The inspection had gone fine, just like everyone had said it would. The kids had been happily painting insect parts when the inspectors arrived and all had been chatty and communicative. Ava had shown full control of the classroom and the inspectors had been smiling as they left.

And Hope thought that maybe she and Ava had made some kind of connection. Maybe this was a cause for celebration. Maybe Caz had been right and she should try harder. So she smiled as she closed the closet door.

“It went pretty well,” she said.

Ava nodded. She was sorting through her lesson plans for the following week. Amy Littleton had been helping her square away some ideas.

“So, um…” Hope started. Her mouth got dry. Maybe this was a mistake. No, come on, it was nothing. It wasn’t like she was asking the woman on a date or anything. “Er, do you fancy a drink?”

“What?” Ava said, eyes snapping straight up to look Hope in the face.

Hope felt color rise to her cheeks. “I just meant as a celebration, that’s all. Just a quick one. My mum’s taken Alice home. We could stop in at the pub. I, uh…” She trailed off.

Ava looked back down at her papers. “I don’t think so,” she said.

Fuck.

There went that connection she’d thought they were building. “Oh,” said Hope. “Alright then.”

She hitched her bag over her shoulder and walked to the classroom door. She should have known better. She’d had Ava pegged as a bitch and one moment of weakness in a conversation didn’t change that, did it?

“Hope?”

She turned back.

“Thank you,” Ava said. “For today. Thanks.”

And suddenly Hope wasn’t quite as angry as she had been. Alright, she wasn’t not angry. But she wasn’t thinking of pushing her hosepipe through Ava’s letterbox either, so that was an improvement. Maybe.

Chapter Thirteen

Alice was dancing around the kitchen wearing angel wings from last year’s nativity play and her football shorts. Hope pulled a piece of spaghetti out of the pot and examined it closely.

“Do you think that angels might wear, oh, I don’t know, white dresses and the like?” she asked Alice, deciding the pasta was about ready. “Rather than a football strip, I mean.”

“Mu-um,” Alice said, and Hope could almost hear her eyes rolling. “It’s the twenty-first century. Angels can wear anything they like and even boys are angels so some of them wear football shorts.”
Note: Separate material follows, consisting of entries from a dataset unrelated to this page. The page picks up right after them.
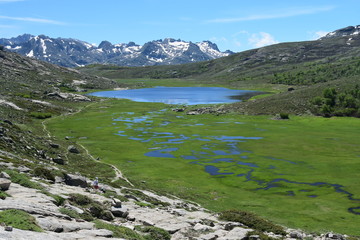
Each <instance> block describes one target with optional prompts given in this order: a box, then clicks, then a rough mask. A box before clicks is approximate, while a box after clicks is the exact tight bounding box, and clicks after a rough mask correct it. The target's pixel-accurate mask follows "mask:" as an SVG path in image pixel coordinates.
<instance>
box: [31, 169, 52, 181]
mask: <svg viewBox="0 0 360 240" xmlns="http://www.w3.org/2000/svg"><path fill="white" fill-rule="evenodd" d="M33 173H34V175H35V176H37V177H40V178H44V179H47V180H50V181H53V182H55V176H54V174H52V172H51V170H49V169H47V168H44V167H37V168H35V169H34V172H33Z"/></svg>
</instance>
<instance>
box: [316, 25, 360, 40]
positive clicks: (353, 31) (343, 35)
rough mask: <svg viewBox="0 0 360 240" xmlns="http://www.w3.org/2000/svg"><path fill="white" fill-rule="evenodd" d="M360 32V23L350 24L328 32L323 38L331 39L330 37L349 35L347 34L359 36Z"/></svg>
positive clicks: (345, 35)
mask: <svg viewBox="0 0 360 240" xmlns="http://www.w3.org/2000/svg"><path fill="white" fill-rule="evenodd" d="M359 34H360V25H357V26H349V27H346V28H341V29H338V30H335V31H333V32H330V33H328V34H326V35H325V36H324V37H322V38H320V40H321V39H329V38H335V37H347V36H357V35H359Z"/></svg>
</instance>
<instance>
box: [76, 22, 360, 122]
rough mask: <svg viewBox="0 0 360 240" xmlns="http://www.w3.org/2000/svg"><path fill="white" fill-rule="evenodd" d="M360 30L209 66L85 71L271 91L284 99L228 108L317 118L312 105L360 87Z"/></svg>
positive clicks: (114, 67) (272, 48)
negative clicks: (358, 33) (307, 114)
mask: <svg viewBox="0 0 360 240" xmlns="http://www.w3.org/2000/svg"><path fill="white" fill-rule="evenodd" d="M358 28H359V27H348V28H345V29H347V30H346V31H345V29H340V30H337V31H334V32H333V34H329V35H328V37H325V38H321V39H318V40H315V41H303V42H287V43H279V44H275V45H271V46H266V47H262V48H257V49H251V50H248V51H244V52H240V53H236V54H232V55H230V56H227V57H222V58H219V59H214V60H210V61H206V62H198V63H190V64H183V65H172V66H152V67H141V68H126V67H117V66H102V65H96V66H95V65H93V66H88V67H83V68H80V71H81V72H84V73H87V74H94V75H97V76H104V77H108V78H111V79H131V78H136V79H139V78H144V79H148V78H154V79H161V78H163V79H174V78H179V79H185V80H189V81H196V82H197V83H203V84H206V83H216V84H226V85H229V86H231V87H232V88H236V89H259V88H260V89H264V88H265V89H270V90H267V91H273V92H276V93H278V94H273V95H272V96H268V97H266V98H261V99H257V100H256V101H248V102H240V103H235V104H230V105H227V106H226V107H227V108H229V109H231V110H232V111H237V112H244V113H246V114H276V113H280V112H287V113H291V114H307V113H310V112H313V113H315V114H317V112H316V111H313V106H312V105H311V104H310V102H311V100H312V99H313V98H314V97H317V96H321V94H322V92H323V91H324V89H325V88H328V87H335V88H336V89H337V91H338V92H339V93H341V92H342V93H346V92H347V91H350V90H351V89H354V88H355V87H356V85H357V84H359V85H360V82H359V76H360V68H359V66H360V34H357V32H358V31H357V29H358ZM345 33H346V34H345ZM288 88H290V89H295V91H288ZM279 92H280V93H279ZM359 116H360V110H359Z"/></svg>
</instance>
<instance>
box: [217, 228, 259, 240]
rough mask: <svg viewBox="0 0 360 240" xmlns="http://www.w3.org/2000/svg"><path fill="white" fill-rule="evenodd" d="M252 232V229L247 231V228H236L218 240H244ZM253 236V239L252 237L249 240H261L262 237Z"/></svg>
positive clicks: (252, 230) (220, 237) (252, 235)
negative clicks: (260, 237) (248, 232)
mask: <svg viewBox="0 0 360 240" xmlns="http://www.w3.org/2000/svg"><path fill="white" fill-rule="evenodd" d="M251 231H253V230H252V229H245V228H240V227H236V228H234V229H233V230H231V231H230V232H228V233H227V234H226V235H225V236H223V237H220V238H218V240H235V239H236V240H237V239H243V238H245V237H246V235H247V233H248V232H251ZM252 236H253V238H251V236H250V237H249V239H252V240H257V239H260V237H259V236H258V235H252ZM256 236H257V237H256Z"/></svg>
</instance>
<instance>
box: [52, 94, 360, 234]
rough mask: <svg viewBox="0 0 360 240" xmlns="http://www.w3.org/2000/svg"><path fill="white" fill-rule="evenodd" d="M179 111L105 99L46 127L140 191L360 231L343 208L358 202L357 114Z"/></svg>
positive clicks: (222, 208) (303, 221) (190, 200)
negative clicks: (287, 115)
mask: <svg viewBox="0 0 360 240" xmlns="http://www.w3.org/2000/svg"><path fill="white" fill-rule="evenodd" d="M175 107H176V106H170V105H165V104H160V103H138V102H132V101H128V100H114V99H111V100H104V101H100V102H98V103H95V104H91V105H89V106H88V107H86V108H84V109H83V110H82V111H80V112H79V113H76V114H73V115H69V116H60V117H57V118H54V119H50V120H48V121H47V127H48V129H49V130H50V131H51V133H52V134H53V135H55V136H56V137H59V138H62V139H64V138H65V136H68V137H70V140H69V142H77V143H80V144H82V145H83V146H85V147H86V148H87V149H88V150H89V152H90V153H91V154H92V155H93V156H94V157H95V158H97V157H98V158H99V159H100V161H102V162H105V163H109V164H113V165H115V166H117V167H118V168H119V169H120V170H121V171H122V172H123V174H124V175H125V176H126V177H127V178H128V179H129V180H130V181H131V182H132V183H134V184H135V185H136V186H137V187H139V188H144V189H152V190H153V191H155V192H158V193H161V194H172V195H176V196H179V197H182V198H185V199H187V200H189V201H194V202H197V203H200V204H202V205H203V206H204V207H206V208H209V209H211V210H213V211H222V210H228V209H240V210H248V211H252V212H254V213H256V214H258V215H260V216H262V217H265V218H267V219H269V220H271V221H273V222H275V223H278V224H281V225H284V226H287V227H292V228H302V229H304V230H307V231H309V232H324V231H334V232H338V233H345V234H350V235H360V229H359V227H358V226H360V215H357V214H355V213H359V214H360V209H353V211H354V213H351V212H350V211H349V209H351V208H357V207H360V184H359V183H360V164H359V163H360V137H359V136H360V121H359V119H355V118H320V117H297V116H290V120H273V119H272V116H245V115H239V114H235V113H233V114H224V115H218V116H217V115H211V114H203V115H186V113H185V112H175V111H172V108H175ZM94 171H95V172H96V169H94ZM99 177H100V178H101V176H99Z"/></svg>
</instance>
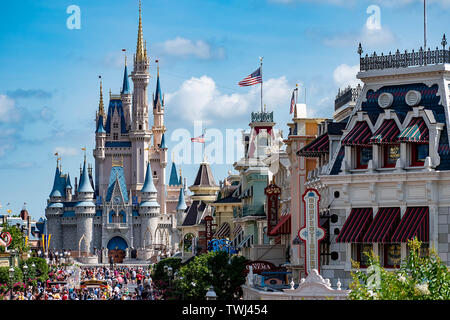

“Right,” said Hope, in solid agreement, suddenly realizing that Alice wasn’t going to be small forever. One day she’d be a teenager and the eye-rolling would start for real and Hope wasn’t entirely sure she was prepared for that.

“I’m not sure that dancing in the kitchen is a good idea,” said Caz, coming in from the garden. “But I like the look. Good to know that even Man U supporters get to go to heaven.”

“Everyone gets to go to heaven,” Alice said definitively. “As long as they want to. They have to have, um, consent?” She said the word uncertainly.

“They have to give consent,” said Hope, hearing Ava’s voice in the word. “Did Ms. Stanford tell you that?”